Published in July 2020, the latest issue of Kheya, a literary magazine, is entirely dedicated to Kashinath Roy. One wonders why the editor and his associates felt the need for such an issue which usually comes after a writer’s passing. Also surprising is the fact that Kashinath was not an award-winning poet or fiction writer. What complicates matter further is the paucity of his published work: he published only two collections of poetry, a one-act verse play (Divine Comedy), three short stories, and several essays. In addition to these, he wrote a few academic articles.
The reason behind a special issue while he was alive becomes clear only when one browses through the pages. The issue contains evaluation of his poetry and prose, written by his contemporaries, students, and successors. Some of the pieces are written in the form of personal essay. But all the pieces, on the whole, paint an illuminating picture of his life and work.

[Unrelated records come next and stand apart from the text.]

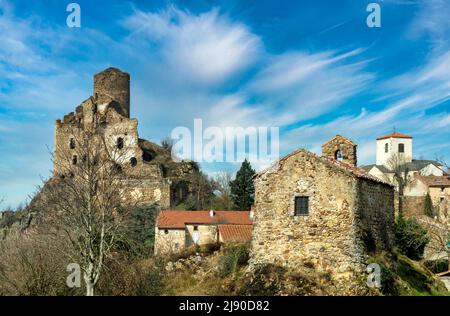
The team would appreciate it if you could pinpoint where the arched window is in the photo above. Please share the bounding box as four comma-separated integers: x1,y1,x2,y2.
116,137,123,149
334,149,344,161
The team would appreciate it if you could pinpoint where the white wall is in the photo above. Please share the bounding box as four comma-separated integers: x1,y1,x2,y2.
377,137,413,167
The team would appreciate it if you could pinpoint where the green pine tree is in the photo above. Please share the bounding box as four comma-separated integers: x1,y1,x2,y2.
230,159,255,211
425,193,434,218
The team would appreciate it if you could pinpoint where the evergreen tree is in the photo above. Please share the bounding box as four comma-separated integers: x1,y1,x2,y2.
425,193,434,218
230,159,255,210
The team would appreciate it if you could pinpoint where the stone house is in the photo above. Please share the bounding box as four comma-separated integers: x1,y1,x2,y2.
155,210,253,254
54,68,198,208
250,135,394,279
361,132,448,216
404,175,450,218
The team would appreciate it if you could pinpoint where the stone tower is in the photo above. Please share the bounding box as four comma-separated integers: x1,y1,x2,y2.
322,135,358,167
377,132,413,168
94,67,130,118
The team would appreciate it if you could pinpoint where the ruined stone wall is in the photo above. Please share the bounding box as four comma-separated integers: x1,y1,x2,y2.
54,68,198,208
121,178,170,209
250,151,363,278
402,196,425,217
322,135,357,166
355,178,395,253
94,68,130,117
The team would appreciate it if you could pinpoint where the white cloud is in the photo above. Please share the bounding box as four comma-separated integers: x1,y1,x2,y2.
123,6,261,84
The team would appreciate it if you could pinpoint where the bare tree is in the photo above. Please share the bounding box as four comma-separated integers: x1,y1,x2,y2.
420,218,450,271
384,154,411,214
45,132,134,296
214,172,234,210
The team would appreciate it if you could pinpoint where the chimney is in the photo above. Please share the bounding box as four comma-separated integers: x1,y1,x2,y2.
94,67,130,117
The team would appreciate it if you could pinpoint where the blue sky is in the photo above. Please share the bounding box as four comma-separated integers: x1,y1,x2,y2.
0,0,450,206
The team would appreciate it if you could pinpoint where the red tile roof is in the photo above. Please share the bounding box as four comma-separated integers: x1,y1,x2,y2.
418,176,450,187
219,225,252,242
253,148,393,187
377,132,412,140
322,135,356,147
156,210,253,229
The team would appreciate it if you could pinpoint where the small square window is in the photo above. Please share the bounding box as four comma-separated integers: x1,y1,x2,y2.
294,196,309,216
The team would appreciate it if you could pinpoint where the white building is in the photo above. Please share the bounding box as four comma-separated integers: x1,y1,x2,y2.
377,133,413,166
362,133,445,182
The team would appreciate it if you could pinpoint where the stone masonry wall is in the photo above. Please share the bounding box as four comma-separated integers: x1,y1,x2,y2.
250,150,362,277
356,178,395,253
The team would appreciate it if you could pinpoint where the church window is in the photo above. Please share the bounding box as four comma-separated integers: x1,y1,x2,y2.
294,196,309,216
116,137,123,149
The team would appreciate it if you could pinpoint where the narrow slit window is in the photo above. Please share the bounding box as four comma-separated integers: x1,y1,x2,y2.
294,196,309,216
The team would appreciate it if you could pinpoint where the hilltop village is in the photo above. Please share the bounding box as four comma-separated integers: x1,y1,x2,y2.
0,68,450,293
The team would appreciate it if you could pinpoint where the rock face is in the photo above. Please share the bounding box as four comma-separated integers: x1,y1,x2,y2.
250,142,394,292
54,68,198,208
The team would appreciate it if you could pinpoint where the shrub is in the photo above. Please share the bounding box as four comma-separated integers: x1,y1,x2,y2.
424,259,448,273
424,193,434,218
201,242,221,255
395,215,429,260
219,244,249,276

When a creative talent of his height was consistently and at times, even adamantly, nonchalant about publishing his own work, a cluster of his students and friends—all of whom are writers in their own right—felt the need for recognising his rare gift. I believe they also felt the need for preserving his work. His already published works are out of print and his short stories and essays were never collected in a book. That’s why this issue is especially significant. It contains a selection of his major poems, two of his stories, his only verse play, and three of his essays.
If any curious reader ever wants to read his work, whether poetry or fiction or essay, all s/he needs to do is collect this issue. Editor Pulak Hasan, Associate Editor Buland Zaveer and those who helped them bring out this special issue must be congratulated for preserving his writing which will be etched in our memory against the tide of forgetting.